Kepala Dinas Pendidikan Kabupaten Tangerang, Dadan Gandana mengungkapkan dilansir dari Suara Banten News, bahwa Dinas Pendidikan berkolaborasi dengan Dinas Pemberdayaan Masyarakat dan Pemerintahan Desa (DPMPD) Kabupaten Tangerang dengan memberikan program beasiswa pendidikan kesetaraan Paket A, Paket B dan Paket C yang diprioritaskan untuk anak usia 7 sampai dengan 21 tahun serta masyarakat usia diatasnya melalui program Pendidikan Kesetaraan Tingkat Desa (PAKADES) yang merupakan implementasi “Desa Peduli Pendidikan” yang telah dicanangkan oleh Kementerian Dalam Negeri Republik Indonesia. Sebagai bentuk konkret Program PAKADES adalah penyelenggaraan pendidikan formal atau informal yakni program kesetaraan ijazah Paket A (setara SD), Paket B (setara SMP/Mts), dan Paket C (setara SMA/MA), melalui Program PAKADES, diharapkan tercipta percepatan penuntasan masyarakat putus sekolah sehingga bisa menaikkan taraf pendidikan terutama bagi masyarakat yang masuk kategori kemiskinan ekstrem serta melalui Program PAKADES ini, diharapkan dapat meningkatkan nilai perekonomian keluarga. Dari gambaran tersebut, maka diperlukan upaya kolaborasi penuntasan angka putus sekolah dengan melibatkan Stakeholder terkait kesempatan menuntaskan dan melanjutkan pendidikan formal 12 tahun yaitu Pemerintah Desa,”jelasnya.

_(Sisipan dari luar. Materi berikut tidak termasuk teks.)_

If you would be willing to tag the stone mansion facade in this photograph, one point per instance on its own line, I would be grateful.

Lantas, apakah program ini dapat berjalan sebagaimana mestinya sesuai dengan UU Nomor 20 Tahun 2003 tentang Sistem Pendidikan Nasional yang sudah mengamanatkan tentang pentingnya alokasi anggaran dana untuk pembiayaan dan pembangunan pendidikan ini?

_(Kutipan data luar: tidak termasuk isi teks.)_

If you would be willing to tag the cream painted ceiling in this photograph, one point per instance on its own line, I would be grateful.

Dalam pasal 49 ayat (1) dikemukakan bahwa “Dana pendidikan selain gaji pendidik dan biaya pendidikan kedinasan dialokasikan minimal 20% dari Anggaran Pendapatan dan Belanja Negara (APBN) pada sektor pendidikan dan minimal 20% dari Anggaran Pendapatan dan Belanja Daerah (APBD). Namun, amanat yang jelas-jelas memiliki dasar dan payung hukum tersebut belum bisa terealisasikan dengan berbagai dalih dan alasan belum terlaksana secara maksimal, sehingga masih banyak masyarakat yang tidak bisa mengeyam pendidikan di bangku sekolah.

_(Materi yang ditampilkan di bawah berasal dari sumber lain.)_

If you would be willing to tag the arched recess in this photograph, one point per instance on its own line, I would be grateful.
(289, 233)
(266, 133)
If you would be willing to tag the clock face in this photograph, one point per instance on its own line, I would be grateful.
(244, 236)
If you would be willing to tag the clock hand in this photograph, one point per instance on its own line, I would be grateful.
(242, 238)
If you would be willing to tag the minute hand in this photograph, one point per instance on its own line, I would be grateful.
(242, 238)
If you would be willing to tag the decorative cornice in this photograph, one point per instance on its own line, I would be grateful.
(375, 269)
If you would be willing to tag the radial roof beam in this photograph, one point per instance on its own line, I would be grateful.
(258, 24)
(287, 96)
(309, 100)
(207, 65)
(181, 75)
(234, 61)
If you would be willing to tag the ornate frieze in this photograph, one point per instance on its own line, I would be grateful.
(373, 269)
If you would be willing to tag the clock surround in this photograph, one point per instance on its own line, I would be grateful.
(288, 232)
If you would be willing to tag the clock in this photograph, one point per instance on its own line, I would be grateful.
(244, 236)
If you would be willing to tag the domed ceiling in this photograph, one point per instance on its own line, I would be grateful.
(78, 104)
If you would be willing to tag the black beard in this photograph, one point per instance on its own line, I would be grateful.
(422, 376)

 Meskipun program Pendidikan Kesetaraan Tingkat Desa atau PAKADES yang diinisiasi oleh Dinas Pendidikan Kabupaten Tangerang memiliki tujuan yang sangat mulia untuk menuntaskan anak putus sekolah di wilayah Kabupaten Tangerang, tidak dapat dipungkiri bahwa masih ada potensi permasalahan kepala desa yang dapat muncul seiring pelaksanaan program ini. Seperti potensi kepala desa yang bersikap negatif dengan memanfaatkan dana program untuk kepentingan pribadi atau kelompok tertentu, kepala desa yang mungkin cenderung melakukan nepotisme mengedepankan pada orang-orang terdekatnya dalam proses seleksi penerima manfaat, mengorbankan keadilan dan kesetaraan dalam akses program tersebut, atau kepala desa yang tidak transparan dalam proses verifikasi data putus sekolah dapat menyebabkan manipulasi data untuk kepentingan politik atau pribadi, kepala desa yang tidak mau bekerjasama dapat menghambat efektivitas program PAKADES itu sendiri, dan ada  risiko kepala desa yang tidak sepenuhnya mendukung tujuan program PAKADES dan malah menjadikannya sebagai ajang politik, atau yang terakhir kepala desa yang kurang peduli terhadap pendidikan masyarakat dapat menjadi penghambat keberhasilan program tersebut dalam jangka panjang. 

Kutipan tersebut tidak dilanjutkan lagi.